[
Lists Home |
Date Index |
Thread Index
]
- To: <xml-dev@lists.xml.org>
- Subject: utf8 -> utf16 conversion problem ?
- From: "Alex Ben-Ari" <alexb@mercadosw.com>
- Date: Wed, 12 Feb 2003 11:34:27 +0200
- Thread-index: AcLSee8HXrEMtGc6S4KoiISNgEh0ng==
- Thread-topic: utf8 -> utf16 conversion problem ?
Hello all.
I am wondering if anyone can help me with the following little xml/unicode curiosity:
I have a Xerxec-C SAX2 parser parsing an in-memory buffer of xml encoded in utf8.
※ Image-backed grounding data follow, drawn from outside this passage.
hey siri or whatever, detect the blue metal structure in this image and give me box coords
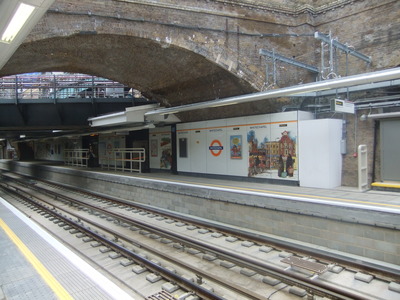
[0,73,155,139]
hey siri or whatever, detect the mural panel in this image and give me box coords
[247,114,298,180]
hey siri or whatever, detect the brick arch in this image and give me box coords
[0,0,326,120]
[1,32,268,121]
[0,0,317,120]
[3,27,259,103]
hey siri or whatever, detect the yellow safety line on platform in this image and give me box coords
[160,178,400,209]
[0,219,73,300]
[371,182,400,189]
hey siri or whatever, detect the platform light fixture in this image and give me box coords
[0,0,56,70]
[1,2,36,43]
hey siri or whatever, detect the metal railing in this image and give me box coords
[0,74,134,100]
[100,148,145,173]
[64,149,89,167]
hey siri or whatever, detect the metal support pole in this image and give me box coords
[272,49,277,86]
[329,32,334,73]
[320,42,324,79]
[346,52,349,99]
[114,150,117,171]
[314,32,371,64]
[259,49,319,73]
[91,75,95,100]
[53,75,57,104]
[15,75,18,104]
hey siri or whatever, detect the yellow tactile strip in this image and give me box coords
[0,218,73,300]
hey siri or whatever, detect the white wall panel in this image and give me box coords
[176,123,192,172]
[206,119,227,174]
[174,111,320,182]
[298,111,314,121]
[270,111,297,123]
[298,119,342,188]
[190,122,207,173]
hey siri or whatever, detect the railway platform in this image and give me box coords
[0,196,136,300]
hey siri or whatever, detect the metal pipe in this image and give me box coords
[321,41,325,79]
[356,100,400,110]
[273,49,277,85]
[296,78,400,97]
[145,67,400,117]
[329,32,334,73]
[361,111,400,120]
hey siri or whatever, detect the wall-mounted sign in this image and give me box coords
[331,99,355,114]
[209,139,223,157]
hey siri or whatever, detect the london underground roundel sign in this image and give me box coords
[209,139,223,156]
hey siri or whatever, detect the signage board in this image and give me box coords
[331,99,355,114]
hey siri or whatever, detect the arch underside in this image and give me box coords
[0,34,285,122]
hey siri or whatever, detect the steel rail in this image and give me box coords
[3,172,400,280]
[0,183,229,300]
[2,178,379,300]
[1,180,268,299]
[44,174,400,279]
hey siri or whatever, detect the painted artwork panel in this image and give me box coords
[160,135,172,169]
[230,135,242,159]
[247,123,270,178]
[247,112,298,181]
[269,117,298,180]
[150,139,158,157]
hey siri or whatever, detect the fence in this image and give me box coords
[0,74,132,100]
[64,149,89,167]
[100,148,146,173]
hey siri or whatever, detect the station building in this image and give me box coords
[0,3,400,298]
[0,0,400,190]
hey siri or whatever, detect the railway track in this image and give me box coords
[0,172,399,300]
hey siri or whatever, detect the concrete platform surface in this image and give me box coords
[0,197,134,300]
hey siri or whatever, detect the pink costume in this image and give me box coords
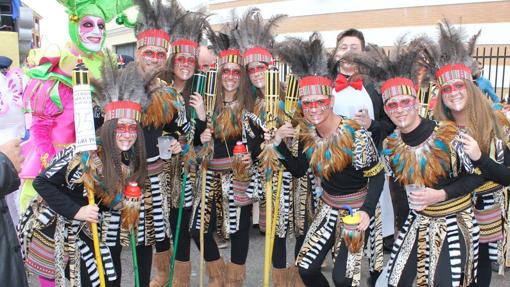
[20,55,76,179]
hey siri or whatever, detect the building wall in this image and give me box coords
[0,31,19,67]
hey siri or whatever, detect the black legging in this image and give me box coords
[191,199,251,264]
[155,207,192,262]
[272,235,306,268]
[79,234,153,287]
[390,230,466,287]
[470,243,492,287]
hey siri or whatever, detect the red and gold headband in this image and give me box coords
[218,49,242,66]
[171,39,199,56]
[381,77,417,103]
[104,101,142,122]
[298,76,332,97]
[436,63,472,85]
[243,46,272,66]
[136,29,170,50]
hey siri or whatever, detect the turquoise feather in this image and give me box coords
[342,147,353,157]
[325,149,332,160]
[434,139,448,152]
[392,153,401,165]
[397,160,405,172]
[420,157,427,175]
[344,124,356,137]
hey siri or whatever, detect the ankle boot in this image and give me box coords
[206,257,225,287]
[271,267,287,287]
[288,265,306,287]
[149,249,172,287]
[225,262,246,287]
[171,260,191,287]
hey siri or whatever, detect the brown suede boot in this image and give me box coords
[271,267,287,287]
[149,249,172,287]
[206,257,225,287]
[288,265,305,287]
[171,260,191,287]
[225,262,246,287]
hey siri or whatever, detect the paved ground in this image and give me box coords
[29,227,508,286]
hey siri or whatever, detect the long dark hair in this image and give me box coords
[98,119,148,194]
[215,63,254,113]
[166,53,197,117]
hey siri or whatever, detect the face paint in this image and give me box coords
[78,15,105,52]
[301,95,333,125]
[115,119,138,151]
[221,63,242,92]
[137,45,167,74]
[247,62,267,89]
[440,80,468,112]
[173,53,196,81]
[384,95,420,132]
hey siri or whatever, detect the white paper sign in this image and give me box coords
[73,84,97,152]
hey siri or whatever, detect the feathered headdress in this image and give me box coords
[96,51,153,122]
[344,36,426,103]
[422,19,480,85]
[170,2,208,57]
[134,0,180,50]
[207,11,242,66]
[276,32,332,97]
[233,8,286,66]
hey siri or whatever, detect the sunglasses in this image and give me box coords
[384,98,416,114]
[116,124,138,137]
[247,64,268,75]
[175,55,196,66]
[141,49,167,61]
[221,68,242,78]
[441,81,466,95]
[301,98,332,111]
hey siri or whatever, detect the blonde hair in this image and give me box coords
[433,79,504,153]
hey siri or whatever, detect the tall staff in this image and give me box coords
[268,74,299,259]
[72,57,105,287]
[261,66,281,287]
[197,68,217,287]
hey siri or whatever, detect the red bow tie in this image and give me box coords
[334,74,363,92]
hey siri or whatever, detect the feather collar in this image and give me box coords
[301,117,361,180]
[383,121,457,186]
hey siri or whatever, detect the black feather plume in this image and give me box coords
[421,19,480,78]
[233,8,286,53]
[276,32,331,79]
[343,35,428,92]
[97,50,154,110]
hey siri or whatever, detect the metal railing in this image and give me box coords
[473,46,510,102]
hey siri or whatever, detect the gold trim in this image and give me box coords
[363,162,384,177]
[420,194,472,217]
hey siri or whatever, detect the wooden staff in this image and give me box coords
[199,68,217,287]
[262,67,280,287]
[268,74,299,259]
[72,57,105,287]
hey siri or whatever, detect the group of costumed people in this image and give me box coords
[0,0,508,286]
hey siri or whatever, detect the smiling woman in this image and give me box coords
[18,57,151,287]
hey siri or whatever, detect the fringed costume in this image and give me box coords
[383,119,482,287]
[424,20,510,285]
[276,33,385,287]
[148,0,205,287]
[348,34,485,286]
[18,60,152,286]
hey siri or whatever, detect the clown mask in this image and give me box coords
[78,15,105,53]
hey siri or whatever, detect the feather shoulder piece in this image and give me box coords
[383,120,458,186]
[301,118,362,180]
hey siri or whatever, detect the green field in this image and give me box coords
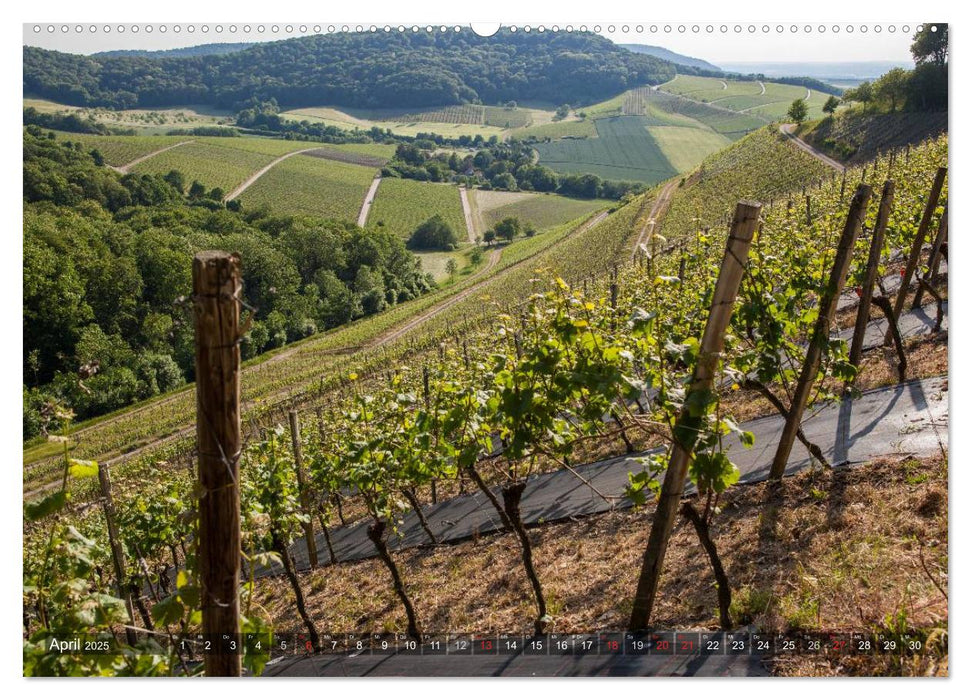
[514,119,597,140]
[660,75,836,121]
[281,106,508,139]
[239,154,378,221]
[534,116,679,183]
[130,140,275,193]
[367,178,468,241]
[415,249,476,283]
[647,125,732,172]
[472,190,613,232]
[622,87,765,139]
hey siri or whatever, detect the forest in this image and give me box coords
[23,30,692,110]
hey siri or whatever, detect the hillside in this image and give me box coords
[798,110,948,164]
[23,30,691,111]
[620,44,722,72]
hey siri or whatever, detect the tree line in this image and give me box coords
[384,140,646,200]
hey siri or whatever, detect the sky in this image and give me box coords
[21,21,921,65]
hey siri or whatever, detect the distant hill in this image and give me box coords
[619,44,721,72]
[719,60,913,83]
[24,30,712,111]
[94,42,254,59]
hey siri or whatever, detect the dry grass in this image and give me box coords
[255,452,948,676]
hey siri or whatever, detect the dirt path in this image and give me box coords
[758,81,766,95]
[109,140,195,174]
[223,148,317,201]
[458,186,477,242]
[779,123,845,171]
[805,88,812,101]
[719,80,728,90]
[631,180,678,260]
[357,176,381,227]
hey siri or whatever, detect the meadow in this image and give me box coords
[472,190,614,232]
[25,98,231,134]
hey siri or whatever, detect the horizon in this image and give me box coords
[22,22,921,66]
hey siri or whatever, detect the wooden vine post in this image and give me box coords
[97,463,138,646]
[289,410,319,569]
[886,166,947,342]
[849,180,895,370]
[193,251,242,677]
[769,185,872,481]
[914,202,949,307]
[628,200,762,631]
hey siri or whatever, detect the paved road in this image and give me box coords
[264,649,769,677]
[264,370,947,576]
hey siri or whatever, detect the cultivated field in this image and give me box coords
[366,178,468,240]
[535,115,680,183]
[647,125,732,172]
[130,140,275,193]
[472,190,614,232]
[239,153,378,222]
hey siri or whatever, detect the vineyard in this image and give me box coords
[239,155,378,222]
[130,141,276,194]
[366,179,469,240]
[21,208,624,492]
[23,126,948,676]
[46,131,190,167]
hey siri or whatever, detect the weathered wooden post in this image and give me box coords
[193,250,242,677]
[769,185,872,481]
[914,202,949,308]
[97,463,138,646]
[849,180,895,370]
[289,410,319,570]
[887,167,946,339]
[629,200,761,631]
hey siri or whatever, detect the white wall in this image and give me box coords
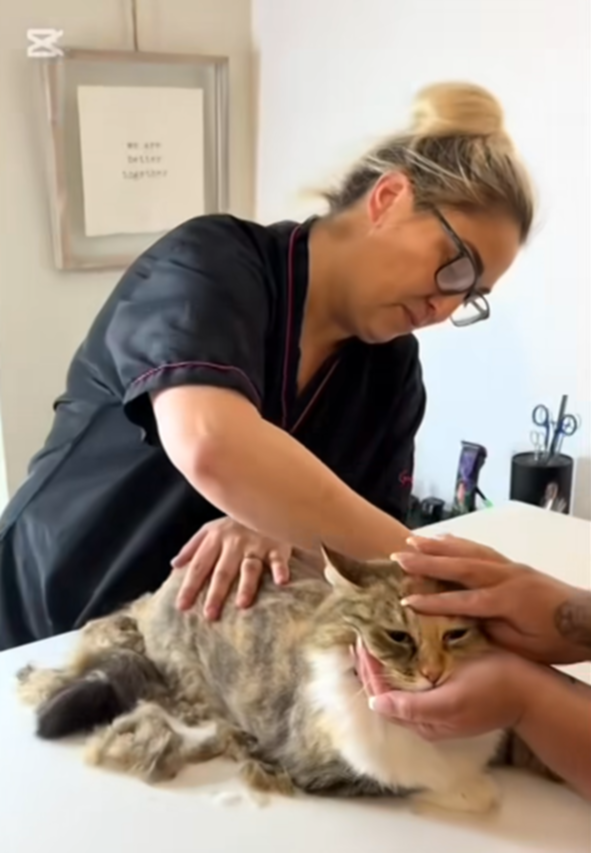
[0,402,8,514]
[0,0,254,495]
[253,0,591,518]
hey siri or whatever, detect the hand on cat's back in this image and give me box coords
[170,517,292,618]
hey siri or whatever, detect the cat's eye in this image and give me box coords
[388,631,413,645]
[444,628,470,643]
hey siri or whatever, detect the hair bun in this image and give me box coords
[411,82,506,138]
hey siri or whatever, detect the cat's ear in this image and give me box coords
[320,544,369,590]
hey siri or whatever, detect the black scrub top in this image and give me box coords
[0,214,426,650]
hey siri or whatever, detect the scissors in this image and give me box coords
[552,414,581,454]
[530,429,547,460]
[532,397,580,459]
[531,405,553,455]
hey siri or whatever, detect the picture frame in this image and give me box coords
[39,49,229,271]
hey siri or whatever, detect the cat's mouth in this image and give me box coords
[349,647,360,681]
[350,640,395,693]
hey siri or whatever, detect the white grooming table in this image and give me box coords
[1,501,590,852]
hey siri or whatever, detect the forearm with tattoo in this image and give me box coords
[554,592,591,652]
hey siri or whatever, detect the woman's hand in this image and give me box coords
[171,517,292,618]
[355,641,529,741]
[393,535,591,665]
[357,641,591,799]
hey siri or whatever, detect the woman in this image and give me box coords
[0,81,534,650]
[355,536,591,801]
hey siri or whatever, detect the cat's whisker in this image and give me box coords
[341,683,369,715]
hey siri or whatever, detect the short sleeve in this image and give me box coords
[105,218,270,438]
[364,345,427,523]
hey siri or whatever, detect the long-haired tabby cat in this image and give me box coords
[17,547,524,813]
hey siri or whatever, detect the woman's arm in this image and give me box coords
[153,385,410,559]
[514,664,591,801]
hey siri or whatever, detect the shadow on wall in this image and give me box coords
[0,413,8,513]
[573,457,591,521]
[251,49,260,206]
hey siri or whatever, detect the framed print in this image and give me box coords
[39,49,229,271]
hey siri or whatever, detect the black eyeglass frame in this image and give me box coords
[432,209,491,327]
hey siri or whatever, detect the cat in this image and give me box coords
[16,546,536,813]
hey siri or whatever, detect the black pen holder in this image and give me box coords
[510,452,574,513]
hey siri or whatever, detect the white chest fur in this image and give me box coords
[305,649,503,806]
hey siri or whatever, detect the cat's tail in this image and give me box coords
[35,650,164,740]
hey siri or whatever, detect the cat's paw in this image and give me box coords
[16,665,71,708]
[411,774,500,815]
[240,758,296,798]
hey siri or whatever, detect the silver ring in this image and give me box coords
[243,554,264,562]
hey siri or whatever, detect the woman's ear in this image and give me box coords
[367,171,414,227]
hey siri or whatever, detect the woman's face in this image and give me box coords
[339,173,522,342]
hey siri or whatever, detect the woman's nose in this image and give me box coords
[428,293,465,324]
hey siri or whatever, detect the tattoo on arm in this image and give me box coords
[554,593,591,649]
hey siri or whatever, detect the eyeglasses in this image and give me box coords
[433,209,490,327]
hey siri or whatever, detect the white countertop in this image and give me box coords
[1,501,590,853]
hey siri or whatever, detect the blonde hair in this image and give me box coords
[322,82,535,241]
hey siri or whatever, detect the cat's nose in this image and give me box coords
[420,666,443,685]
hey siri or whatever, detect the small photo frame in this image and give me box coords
[39,49,229,271]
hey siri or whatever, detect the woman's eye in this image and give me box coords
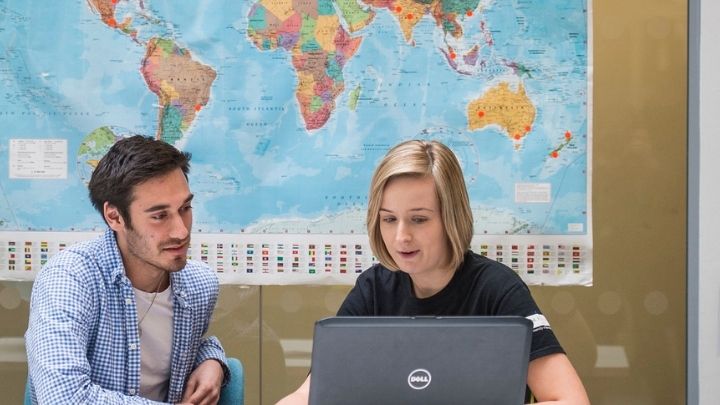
[412,217,428,224]
[381,216,396,223]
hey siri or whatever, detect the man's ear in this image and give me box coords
[103,202,125,231]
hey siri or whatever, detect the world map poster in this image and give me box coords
[0,0,592,285]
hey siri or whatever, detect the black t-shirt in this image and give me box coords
[337,250,564,361]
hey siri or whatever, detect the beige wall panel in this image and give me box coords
[0,282,31,404]
[261,285,351,404]
[211,285,261,405]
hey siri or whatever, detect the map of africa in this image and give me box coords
[0,0,590,238]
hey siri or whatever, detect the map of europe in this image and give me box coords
[0,0,589,237]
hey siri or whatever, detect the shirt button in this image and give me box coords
[129,343,137,350]
[128,388,136,395]
[125,298,131,305]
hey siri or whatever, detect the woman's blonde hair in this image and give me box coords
[367,140,474,272]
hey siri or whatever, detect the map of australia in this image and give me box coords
[0,0,589,239]
[467,82,536,149]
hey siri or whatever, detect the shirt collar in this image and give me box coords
[102,228,127,285]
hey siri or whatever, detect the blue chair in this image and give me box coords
[219,357,245,405]
[25,357,244,404]
[23,377,31,405]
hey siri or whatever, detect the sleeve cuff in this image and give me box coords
[194,336,230,387]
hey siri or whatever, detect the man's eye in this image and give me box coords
[182,205,193,212]
[151,213,167,220]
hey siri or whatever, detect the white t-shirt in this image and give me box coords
[134,284,174,401]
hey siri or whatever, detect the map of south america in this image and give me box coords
[141,39,216,144]
[86,0,215,144]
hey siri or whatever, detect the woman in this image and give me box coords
[278,140,589,404]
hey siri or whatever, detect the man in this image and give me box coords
[25,135,228,404]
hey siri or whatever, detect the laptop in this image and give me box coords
[308,316,532,405]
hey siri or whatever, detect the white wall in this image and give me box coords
[689,0,720,403]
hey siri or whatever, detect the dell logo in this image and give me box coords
[407,368,432,390]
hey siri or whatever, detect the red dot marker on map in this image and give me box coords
[111,0,118,4]
[449,51,457,59]
[551,151,559,158]
[565,130,572,140]
[466,10,474,17]
[107,18,118,28]
[514,134,521,140]
[477,110,485,118]
[525,125,531,132]
[195,104,202,112]
[406,13,414,20]
[395,6,402,13]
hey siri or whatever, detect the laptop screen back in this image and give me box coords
[308,316,532,405]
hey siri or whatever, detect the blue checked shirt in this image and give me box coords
[25,229,228,404]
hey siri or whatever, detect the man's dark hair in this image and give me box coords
[88,135,191,226]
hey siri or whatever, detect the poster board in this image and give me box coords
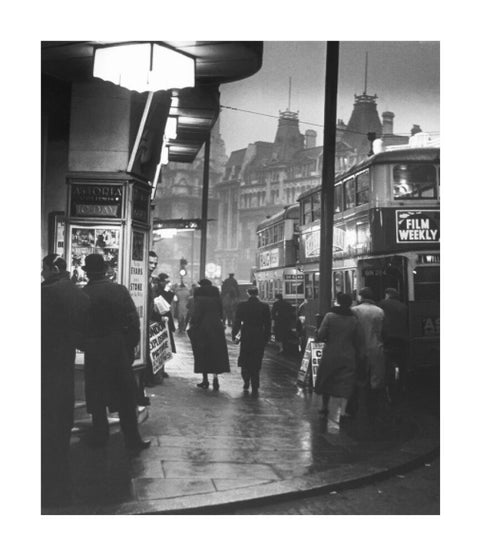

When reading the sequence C3 AA (which is 'e' with upper circumflux) the characters() method
receives 00 c3 00 aa , which is wrong !
The right value of 'e' with upper circumflux in UTF16 is 00EA.
What is going on ?
Thanks to anyone who can enlight me on this one.
Alex.
p.s. The code I am using looks like so:
someFunction(char *xml, int32_t xml_len) {
SAX2XMLReader* parser = XMLReaderFactory::createXMLReader();
//ExtractHandler is derived from ContentHandler and ErrorHandler
ExtractHandler extHandler(xml, xml_len);
parser->setContentHandler(&extHandler);
parser->setErrorHandler(&extHandler);
MemBufInputSource mbis((XMLByte*)xml, xml_len, "", false);
mbis.setCopyBufToStream(false); //not necessary to duplicate the buffer
parser->parse(mbis);
}
|